Following on from the Commission on the Measurement of Economic Performance and Social Progress, a number of statistical agencies have launched initiatives aimed at measuring subjective well-being. These include the UK initiative (launched in November 2010) to develop a new set of measures of national well-being (combining both subjective and objective measures) and the steps taken by Eurostat to develop a module on well-being for the 2013 wave of EU-SILC.3 Similarly, the French national statistical office, INSEE, has developed a well-being module for the national component of EU-SILC and has collected information on affect in the Enquete Emploi du temps 2009-2010. In the United States, a well-being module has also been included in the most recent wave of the American Time Use Survey. Also, the US National Academy of Sciences has established a panel on Measuring Subjective Well-Being in a Policy Relevant Framework. In Italy, the national statistical office has recently published its first official measures of life satisfaction as part of its general social survey (Indagine Multiscopo). In the Netherlands, the national statistical office is currently scoping a module on subjective well-being for one of its surveys to go into the field (if approved) in late 2011/12. Plans to collect data on subjective well-being as part of their official statistical systems were also recently announced by Japan and Korea.
A number of national statistical agencies have collected data on subjective well-being even before the recommendations of the Commission on the Measurement of Economic Performance and Social Progress.
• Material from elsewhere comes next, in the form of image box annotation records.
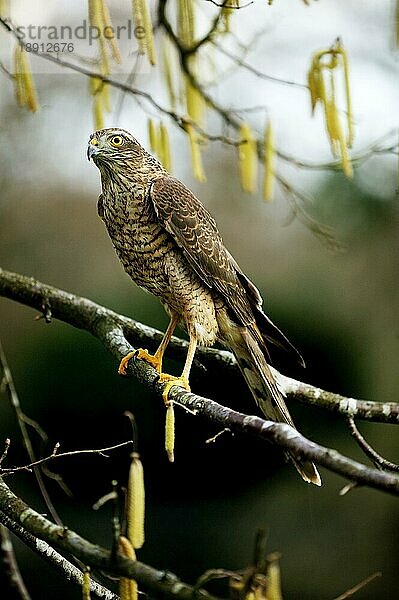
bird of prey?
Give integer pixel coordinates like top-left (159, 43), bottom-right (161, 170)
top-left (87, 128), bottom-right (321, 485)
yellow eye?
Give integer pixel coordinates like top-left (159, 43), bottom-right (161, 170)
top-left (111, 135), bottom-right (123, 148)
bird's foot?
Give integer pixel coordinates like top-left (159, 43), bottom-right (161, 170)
top-left (159, 373), bottom-right (191, 406)
top-left (118, 348), bottom-right (162, 375)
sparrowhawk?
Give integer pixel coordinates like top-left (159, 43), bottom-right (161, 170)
top-left (87, 128), bottom-right (321, 485)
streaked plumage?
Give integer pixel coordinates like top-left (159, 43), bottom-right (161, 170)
top-left (88, 129), bottom-right (320, 485)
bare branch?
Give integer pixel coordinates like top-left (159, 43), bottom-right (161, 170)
top-left (0, 268), bottom-right (399, 424)
top-left (0, 340), bottom-right (62, 525)
top-left (348, 417), bottom-right (399, 473)
top-left (0, 440), bottom-right (133, 477)
top-left (334, 571), bottom-right (382, 600)
top-left (0, 525), bottom-right (31, 600)
top-left (0, 511), bottom-right (119, 600)
top-left (0, 479), bottom-right (216, 600)
top-left (0, 269), bottom-right (399, 494)
top-left (212, 40), bottom-right (308, 90)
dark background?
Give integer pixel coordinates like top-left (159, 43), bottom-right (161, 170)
top-left (0, 2), bottom-right (399, 600)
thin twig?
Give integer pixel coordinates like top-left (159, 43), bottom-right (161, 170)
top-left (0, 479), bottom-right (220, 600)
top-left (334, 571), bottom-right (382, 600)
top-left (0, 440), bottom-right (133, 477)
top-left (0, 340), bottom-right (62, 525)
top-left (348, 416), bottom-right (399, 473)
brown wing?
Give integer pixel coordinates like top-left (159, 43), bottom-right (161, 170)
top-left (149, 177), bottom-right (255, 325)
top-left (149, 172), bottom-right (302, 361)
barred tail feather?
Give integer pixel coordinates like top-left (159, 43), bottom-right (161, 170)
top-left (229, 328), bottom-right (321, 486)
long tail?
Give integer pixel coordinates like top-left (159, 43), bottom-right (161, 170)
top-left (229, 327), bottom-right (321, 485)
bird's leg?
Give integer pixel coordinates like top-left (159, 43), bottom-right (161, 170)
top-left (118, 313), bottom-right (180, 375)
top-left (159, 336), bottom-right (197, 405)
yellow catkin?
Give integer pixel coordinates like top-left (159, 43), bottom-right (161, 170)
top-left (119, 535), bottom-right (138, 600)
top-left (159, 123), bottom-right (172, 172)
top-left (93, 94), bottom-right (104, 130)
top-left (165, 402), bottom-right (175, 462)
top-left (221, 6), bottom-right (234, 33)
top-left (162, 37), bottom-right (177, 110)
top-left (147, 119), bottom-right (159, 156)
top-left (308, 41), bottom-right (354, 177)
top-left (82, 569), bottom-right (91, 600)
top-left (184, 123), bottom-right (206, 182)
top-left (239, 123), bottom-right (258, 193)
top-left (89, 0), bottom-right (110, 75)
top-left (263, 120), bottom-right (276, 201)
top-left (185, 77), bottom-right (205, 125)
top-left (0, 0), bottom-right (9, 16)
top-left (341, 48), bottom-right (354, 148)
top-left (177, 0), bottom-right (194, 47)
top-left (127, 452), bottom-right (145, 548)
top-left (141, 0), bottom-right (157, 65)
top-left (14, 44), bottom-right (39, 112)
top-left (101, 83), bottom-right (111, 112)
top-left (100, 0), bottom-right (122, 64)
top-left (267, 560), bottom-right (283, 600)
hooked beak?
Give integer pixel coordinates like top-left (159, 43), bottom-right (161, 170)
top-left (87, 138), bottom-right (99, 160)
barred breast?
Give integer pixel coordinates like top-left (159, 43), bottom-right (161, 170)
top-left (99, 180), bottom-right (218, 345)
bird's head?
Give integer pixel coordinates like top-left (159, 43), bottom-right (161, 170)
top-left (87, 127), bottom-right (146, 171)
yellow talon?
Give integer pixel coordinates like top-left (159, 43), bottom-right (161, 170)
top-left (159, 373), bottom-right (191, 406)
top-left (118, 348), bottom-right (162, 375)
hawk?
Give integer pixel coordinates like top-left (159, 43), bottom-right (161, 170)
top-left (87, 128), bottom-right (321, 485)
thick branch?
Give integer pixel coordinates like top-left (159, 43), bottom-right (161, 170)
top-left (0, 511), bottom-right (119, 600)
top-left (0, 270), bottom-right (399, 494)
top-left (0, 479), bottom-right (219, 600)
top-left (0, 268), bottom-right (399, 424)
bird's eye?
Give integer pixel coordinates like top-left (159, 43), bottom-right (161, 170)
top-left (111, 135), bottom-right (123, 148)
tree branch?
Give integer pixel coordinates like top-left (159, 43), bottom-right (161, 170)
top-left (0, 268), bottom-right (399, 424)
top-left (0, 440), bottom-right (133, 477)
top-left (0, 269), bottom-right (399, 494)
top-left (0, 511), bottom-right (119, 600)
top-left (0, 479), bottom-right (216, 600)
top-left (0, 518), bottom-right (31, 600)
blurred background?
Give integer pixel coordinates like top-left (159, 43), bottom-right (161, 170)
top-left (0, 0), bottom-right (399, 600)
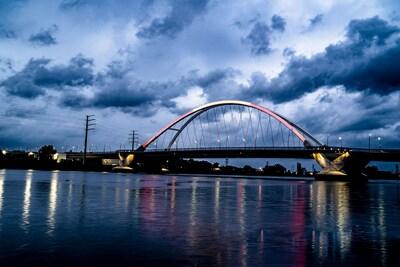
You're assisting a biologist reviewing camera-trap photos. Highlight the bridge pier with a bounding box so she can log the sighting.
[312,151,368,181]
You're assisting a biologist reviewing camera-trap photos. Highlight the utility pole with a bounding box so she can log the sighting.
[83,115,96,166]
[129,130,138,151]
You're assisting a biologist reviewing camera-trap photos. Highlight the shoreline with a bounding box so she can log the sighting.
[0,168,400,183]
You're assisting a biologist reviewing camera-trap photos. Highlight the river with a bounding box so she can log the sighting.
[0,169,400,266]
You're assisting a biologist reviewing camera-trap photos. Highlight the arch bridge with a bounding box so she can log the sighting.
[120,100,400,178]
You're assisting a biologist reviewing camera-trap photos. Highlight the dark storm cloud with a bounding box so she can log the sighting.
[60,65,237,117]
[136,0,209,39]
[0,55,94,98]
[271,15,286,32]
[189,68,237,88]
[29,25,58,46]
[245,22,271,56]
[0,24,17,39]
[245,17,400,103]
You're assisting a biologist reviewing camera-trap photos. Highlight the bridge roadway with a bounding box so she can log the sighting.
[67,146,400,162]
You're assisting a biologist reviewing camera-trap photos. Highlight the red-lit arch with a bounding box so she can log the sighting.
[140,100,321,150]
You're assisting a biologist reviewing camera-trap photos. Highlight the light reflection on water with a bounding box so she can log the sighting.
[0,170,400,266]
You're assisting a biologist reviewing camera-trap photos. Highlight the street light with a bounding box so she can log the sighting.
[368,134,372,150]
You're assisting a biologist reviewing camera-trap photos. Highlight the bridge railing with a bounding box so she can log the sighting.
[116,146,400,153]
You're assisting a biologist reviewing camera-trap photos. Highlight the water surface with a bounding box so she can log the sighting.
[0,170,400,266]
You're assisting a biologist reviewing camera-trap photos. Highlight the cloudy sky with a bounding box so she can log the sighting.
[0,0,400,152]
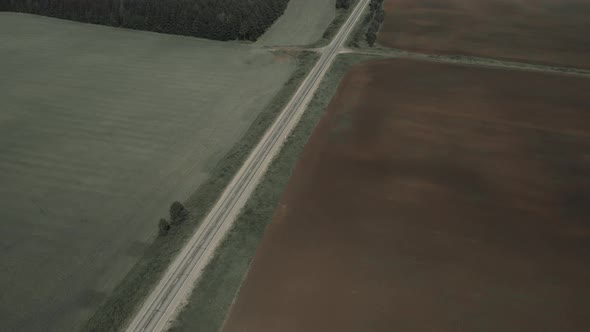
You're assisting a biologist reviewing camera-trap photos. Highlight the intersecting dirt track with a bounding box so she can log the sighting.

In Canada, Statistics Canada has collected information on subjective well-being in the General Social Survey since 1985 and published this information as part of data releases from the survey for some time. The national statistical office of New Zealand also collects data on life satisfaction through the New Zealand General Social Survey, and this forms a core component of its data release. The Australian Bureau of Statistics has collected information on subjective well-being in a number of vehicles, including the 2001 National Health Survey and the Australian General Social Survey.